Building Leaders for the 21st Century

Building Leaders for the 21st Century

by former Head of Upper School Colleen Welsh

Much has been written and discussed regarding the skills our students will require to succeed in the 21st-century workplace.  In the 2016 Job Outlook produced by the National Association of Colleges and Employers, the top attribute sought by employers was leadership. Leadership is prevalent in many schools’ marketing materials and mission statements. Feedback from parents indicates that the development of leadership skills is an important goal for their child. It is apparent that employers, parents and schools all value the development of leadership skills. What becomes problematic is a shared understanding of what the development of these skills looks like and how you measure whether or not a school is producing leaders.

Let me begin by saying that I firmly believe that most of us have a very narrow definition of leadership. It is often viewed as the person at the front; the one directing activity, holding a certain title or being the loudest voice in the room.  It would be easy to package leadership development into a program or class, teach finite skills and graduate a classroom full of “Leaders.”  When asking if a parent is aware of a school’s ability to produce or teach leadership, I believe these are the markers looked for, and when absent, the parent often feels the school is lacking.

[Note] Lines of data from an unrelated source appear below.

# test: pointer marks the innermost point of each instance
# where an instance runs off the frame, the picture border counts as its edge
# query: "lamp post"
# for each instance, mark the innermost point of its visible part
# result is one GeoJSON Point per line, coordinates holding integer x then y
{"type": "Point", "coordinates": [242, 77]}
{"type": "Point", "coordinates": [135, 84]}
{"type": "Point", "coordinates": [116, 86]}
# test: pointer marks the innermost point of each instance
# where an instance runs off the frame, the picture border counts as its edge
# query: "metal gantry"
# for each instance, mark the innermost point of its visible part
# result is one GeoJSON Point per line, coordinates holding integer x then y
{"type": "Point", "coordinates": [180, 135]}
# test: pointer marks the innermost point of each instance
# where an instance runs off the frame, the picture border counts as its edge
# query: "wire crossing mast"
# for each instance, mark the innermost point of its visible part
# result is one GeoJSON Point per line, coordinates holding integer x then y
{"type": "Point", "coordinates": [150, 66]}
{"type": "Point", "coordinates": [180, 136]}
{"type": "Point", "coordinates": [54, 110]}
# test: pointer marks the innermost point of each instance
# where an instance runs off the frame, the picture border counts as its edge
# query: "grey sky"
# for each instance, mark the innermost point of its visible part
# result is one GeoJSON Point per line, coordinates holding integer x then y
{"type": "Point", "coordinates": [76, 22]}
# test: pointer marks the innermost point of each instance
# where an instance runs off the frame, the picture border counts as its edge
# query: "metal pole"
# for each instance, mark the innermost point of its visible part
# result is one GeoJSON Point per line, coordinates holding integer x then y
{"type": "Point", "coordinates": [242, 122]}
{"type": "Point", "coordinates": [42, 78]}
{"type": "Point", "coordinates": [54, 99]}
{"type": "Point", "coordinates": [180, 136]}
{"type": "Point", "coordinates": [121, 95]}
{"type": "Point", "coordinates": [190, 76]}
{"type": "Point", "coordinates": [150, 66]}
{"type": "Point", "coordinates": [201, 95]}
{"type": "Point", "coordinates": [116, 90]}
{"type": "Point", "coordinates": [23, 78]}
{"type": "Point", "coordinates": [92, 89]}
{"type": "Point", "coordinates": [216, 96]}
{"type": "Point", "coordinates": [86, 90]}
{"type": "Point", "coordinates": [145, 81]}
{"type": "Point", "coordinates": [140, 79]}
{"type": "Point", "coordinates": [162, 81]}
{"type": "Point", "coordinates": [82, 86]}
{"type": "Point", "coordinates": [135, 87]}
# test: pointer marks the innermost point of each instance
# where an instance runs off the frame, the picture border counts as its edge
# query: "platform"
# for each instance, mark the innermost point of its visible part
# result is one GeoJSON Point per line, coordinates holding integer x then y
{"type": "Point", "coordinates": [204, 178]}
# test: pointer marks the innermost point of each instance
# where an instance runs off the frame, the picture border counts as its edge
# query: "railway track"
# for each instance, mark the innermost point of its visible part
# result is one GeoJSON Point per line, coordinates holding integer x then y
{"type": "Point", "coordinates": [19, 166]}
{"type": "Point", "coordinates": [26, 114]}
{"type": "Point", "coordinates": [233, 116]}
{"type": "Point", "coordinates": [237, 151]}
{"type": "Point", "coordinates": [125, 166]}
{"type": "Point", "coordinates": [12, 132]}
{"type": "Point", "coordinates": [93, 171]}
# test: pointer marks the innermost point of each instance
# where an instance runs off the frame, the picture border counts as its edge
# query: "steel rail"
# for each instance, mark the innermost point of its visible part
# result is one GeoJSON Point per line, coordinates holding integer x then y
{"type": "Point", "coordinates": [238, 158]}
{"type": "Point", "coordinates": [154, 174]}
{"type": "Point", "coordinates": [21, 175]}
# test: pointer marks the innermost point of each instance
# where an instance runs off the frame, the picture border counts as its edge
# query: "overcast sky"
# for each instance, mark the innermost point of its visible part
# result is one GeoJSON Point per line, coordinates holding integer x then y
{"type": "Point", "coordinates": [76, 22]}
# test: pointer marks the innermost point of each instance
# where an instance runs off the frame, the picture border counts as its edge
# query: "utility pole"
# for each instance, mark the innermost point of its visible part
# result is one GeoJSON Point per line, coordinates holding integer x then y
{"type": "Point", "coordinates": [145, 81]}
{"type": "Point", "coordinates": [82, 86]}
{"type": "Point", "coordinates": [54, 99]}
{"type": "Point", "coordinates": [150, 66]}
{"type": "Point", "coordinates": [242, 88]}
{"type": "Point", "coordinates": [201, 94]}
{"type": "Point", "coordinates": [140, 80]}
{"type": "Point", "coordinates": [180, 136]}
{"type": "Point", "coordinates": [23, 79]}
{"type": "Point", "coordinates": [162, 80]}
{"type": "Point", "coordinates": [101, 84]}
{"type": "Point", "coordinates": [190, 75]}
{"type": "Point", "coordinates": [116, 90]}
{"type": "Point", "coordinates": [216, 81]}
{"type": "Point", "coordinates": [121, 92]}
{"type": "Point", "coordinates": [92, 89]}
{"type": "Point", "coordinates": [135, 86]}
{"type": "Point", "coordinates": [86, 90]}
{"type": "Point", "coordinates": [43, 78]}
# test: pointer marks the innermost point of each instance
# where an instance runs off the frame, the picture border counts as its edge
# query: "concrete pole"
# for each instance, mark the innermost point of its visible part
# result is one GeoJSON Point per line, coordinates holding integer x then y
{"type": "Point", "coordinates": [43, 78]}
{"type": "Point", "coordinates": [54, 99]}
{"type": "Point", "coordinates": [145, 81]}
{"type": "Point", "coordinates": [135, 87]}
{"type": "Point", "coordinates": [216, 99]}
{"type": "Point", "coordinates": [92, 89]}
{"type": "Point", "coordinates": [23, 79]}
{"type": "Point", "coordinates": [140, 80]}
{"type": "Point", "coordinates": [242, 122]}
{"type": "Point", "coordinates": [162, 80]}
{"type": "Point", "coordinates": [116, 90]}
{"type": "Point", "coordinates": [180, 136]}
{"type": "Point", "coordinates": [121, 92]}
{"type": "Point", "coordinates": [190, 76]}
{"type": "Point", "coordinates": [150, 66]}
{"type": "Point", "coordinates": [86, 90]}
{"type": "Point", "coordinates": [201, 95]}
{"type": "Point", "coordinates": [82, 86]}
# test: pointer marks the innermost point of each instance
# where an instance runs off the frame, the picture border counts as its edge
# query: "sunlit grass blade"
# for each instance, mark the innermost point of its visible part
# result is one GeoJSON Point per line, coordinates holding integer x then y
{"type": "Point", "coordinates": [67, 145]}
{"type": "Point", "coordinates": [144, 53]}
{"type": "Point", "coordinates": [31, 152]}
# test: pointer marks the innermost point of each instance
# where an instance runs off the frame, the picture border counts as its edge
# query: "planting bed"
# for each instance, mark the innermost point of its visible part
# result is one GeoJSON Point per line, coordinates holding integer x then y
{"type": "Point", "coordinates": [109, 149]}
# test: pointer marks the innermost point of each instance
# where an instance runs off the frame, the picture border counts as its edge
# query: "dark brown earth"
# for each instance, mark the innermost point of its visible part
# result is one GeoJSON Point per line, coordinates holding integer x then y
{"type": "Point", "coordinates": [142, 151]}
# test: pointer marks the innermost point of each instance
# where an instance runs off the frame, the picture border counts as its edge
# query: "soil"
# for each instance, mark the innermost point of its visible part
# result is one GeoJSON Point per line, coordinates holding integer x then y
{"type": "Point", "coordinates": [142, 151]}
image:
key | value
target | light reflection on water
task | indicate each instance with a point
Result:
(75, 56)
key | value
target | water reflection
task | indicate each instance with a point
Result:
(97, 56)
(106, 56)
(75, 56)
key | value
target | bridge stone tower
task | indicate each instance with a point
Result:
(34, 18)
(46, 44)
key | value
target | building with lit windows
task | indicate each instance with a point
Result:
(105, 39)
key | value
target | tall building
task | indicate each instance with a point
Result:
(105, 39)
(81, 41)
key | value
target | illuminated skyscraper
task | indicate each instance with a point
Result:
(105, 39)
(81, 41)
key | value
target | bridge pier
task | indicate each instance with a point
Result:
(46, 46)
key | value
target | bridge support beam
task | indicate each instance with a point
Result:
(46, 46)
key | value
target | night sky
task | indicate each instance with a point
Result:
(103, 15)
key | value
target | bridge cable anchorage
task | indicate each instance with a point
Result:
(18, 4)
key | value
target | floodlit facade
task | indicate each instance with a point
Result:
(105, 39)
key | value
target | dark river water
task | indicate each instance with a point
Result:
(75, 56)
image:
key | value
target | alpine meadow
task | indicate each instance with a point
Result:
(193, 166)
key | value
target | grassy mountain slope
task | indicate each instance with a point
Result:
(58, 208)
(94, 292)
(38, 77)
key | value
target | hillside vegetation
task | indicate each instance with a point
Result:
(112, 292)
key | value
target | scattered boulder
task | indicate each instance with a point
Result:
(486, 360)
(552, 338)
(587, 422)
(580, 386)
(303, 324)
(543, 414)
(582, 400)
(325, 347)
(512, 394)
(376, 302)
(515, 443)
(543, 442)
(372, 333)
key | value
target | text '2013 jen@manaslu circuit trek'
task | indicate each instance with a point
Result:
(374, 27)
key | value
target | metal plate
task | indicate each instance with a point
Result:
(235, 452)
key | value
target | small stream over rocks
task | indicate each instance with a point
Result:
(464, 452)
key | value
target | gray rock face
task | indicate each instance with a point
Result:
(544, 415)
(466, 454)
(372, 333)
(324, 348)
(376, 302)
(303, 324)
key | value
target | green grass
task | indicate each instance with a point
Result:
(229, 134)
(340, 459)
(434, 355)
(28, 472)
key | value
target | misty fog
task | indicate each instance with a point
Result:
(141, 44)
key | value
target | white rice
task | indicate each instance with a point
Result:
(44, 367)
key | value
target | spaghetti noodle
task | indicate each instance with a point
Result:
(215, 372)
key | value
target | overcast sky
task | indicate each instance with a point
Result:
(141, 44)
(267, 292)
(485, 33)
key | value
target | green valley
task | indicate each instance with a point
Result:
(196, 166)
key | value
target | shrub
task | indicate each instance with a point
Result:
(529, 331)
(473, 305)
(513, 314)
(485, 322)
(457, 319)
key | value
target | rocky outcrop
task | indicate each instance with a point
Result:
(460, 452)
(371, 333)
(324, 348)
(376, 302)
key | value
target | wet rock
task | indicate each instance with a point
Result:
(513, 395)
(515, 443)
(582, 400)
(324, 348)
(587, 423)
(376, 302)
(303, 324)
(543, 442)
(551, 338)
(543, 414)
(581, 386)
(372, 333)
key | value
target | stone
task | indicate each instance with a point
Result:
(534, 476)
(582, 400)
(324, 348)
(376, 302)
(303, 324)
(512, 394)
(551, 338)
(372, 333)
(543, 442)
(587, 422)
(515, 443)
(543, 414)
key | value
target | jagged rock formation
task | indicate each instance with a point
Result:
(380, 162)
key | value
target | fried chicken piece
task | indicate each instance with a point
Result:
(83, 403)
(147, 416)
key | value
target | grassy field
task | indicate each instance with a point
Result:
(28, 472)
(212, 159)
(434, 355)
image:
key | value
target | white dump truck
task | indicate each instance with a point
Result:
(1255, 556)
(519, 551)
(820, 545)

A student smiling at the camera with a face guard on for sports.

Pike school develops leaders.  While leadership opportunities do exist in defined roles such as student council, team sports, and student clubs, genuine leadership is integrated into what we do every day, in every space in the school, all the time.  Annie McKee, author, Senior Fellow, and Director of GSE’s PennCLO Executive Doctoral Program, has written and presented widely on the idea that the key to being an effective leader is developing one’s own emotional intelligence. The leader who will successfully navigate our world and the complexities of our institutions will be one who first, knows herself and second, understands others and is able to cultivate rich and meaningful relationships with them.

Two Upper School students working together in music class.

This work is part of Pike’s mission and is embedded in our classrooms, programs, and interactions with children and each other.  Leadership looks like the student who holds open the door for those behind him modeling how to see and care for others; it looks like the Pike player who bends down during a game to help up an opposing player who has fallen on the court; it sounds like the voices of students validating their peers’ perspectives and experiences during student lunch groups; it sounds like students presenting in assemblies about causes they care deeply about or informing their peers about issues that speak to them or performing prose that highlights the inequities that exist due to race, gender or sexual preference; it resides in morning meetings and Upper School advisory where students discuss conflicts and sort out how to resolve them, and learn about themselves and others; it resides in collaborative groups when students figure out how and when to listen, when to defend their views/ideas and how to compromise; it is modeled by students in the simple things like putting up chairs for a peer when they have to catch a bus or offering to cover their lunch duty so they can attend a session with a teacher;  it is modeled by teachers who create safe spaces in their classrooms where student viewpoint matters and respect is a shared value; it is modeled in the work done during EQ labs, professional development days and spontaneously shared laughter and tears in the hallways.

Students smiling for a photo at a Speech Team tournament.

Positive, emotionally intelligent leadership is critically needed in our government, educational institutions, religious organizations, and corporations.  Where are these skilled and impactful leaders going to come from?  From places like Pike School.

It cannot be developed from a program or a single course.  It must be a construct that is valued by and embedded in the daily life of an institution or community.  I am confident that our students will be change makers in their future schools, communities and workplaces because Pike School develops leaders – empathetic, self-aware, collaborative and positive leaders.